Xavier Soup
Xavier Soup
This classic Italian soup is a twist on a dumpling soup from the Cooking with the Saints cookbook. This adaptation simplifies the traditional chicken consommé usually prepared for this soup by replacing it with store-bought chicken stock. Next, you hand roll your own Parmigiano-Reggiano dumplings, and finally, top the soup with fresh herbs.
Servings
10
Ingredients
- 1 1/2 cup all-purpose flour
- 1/2 cup heavy cream
- 1/2 cup butter
- 3/4 cup parmigiano-reggiano, grated
- 1/2 teaspoon salt
- 1/4 teaspoon red pepper flakes
- 1/4 teaspoon black pepper
- pinch of ground nutmeg
- pinch of ground cinnamon
- 2 eggs plus two egg yolks
- 2 tablespoon parsley, chopped
- 10 cup chicken stock
Directions
- Prepare a baking sheet with a sheet of buttered parchment, and fit a piping bag with a large round tip, about ½ inch in diameter.

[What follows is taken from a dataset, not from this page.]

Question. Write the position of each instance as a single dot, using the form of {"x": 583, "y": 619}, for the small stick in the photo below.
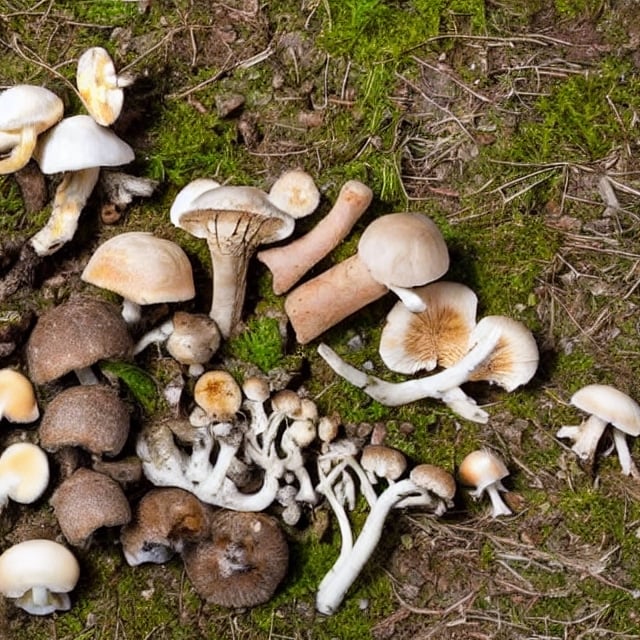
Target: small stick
{"x": 290, "y": 262}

- Whisk the flour, butter, and cream together over low heat in a medium saucepan. Once the mixture has the texture of a soft dough, remove the pan from the heat. Add the salt, peppers, nutmeg, cinnamon, eggs, cheese, and the parsley. Stir vigorously to combine.
- Place the dough in the piping bag and squeeze to form small dumplings about an inch in length. Let the dumplings rest for about 30 minutes.
- In the meantime, bring a large pot of salted water to a boil. In another pan, warm the chicken stock. Cook the dumplings in batches to not overcrowd the pot. Cook the dumplings until tender, about 8 to 10 minutes. Remove them from the boiling water with a slotted spoon and transfer them to the chicken stock.
- Once all the dumplings are in the chicken stock, your soup is ready. Ladle into bowls and garnish with additional parsley, if desired.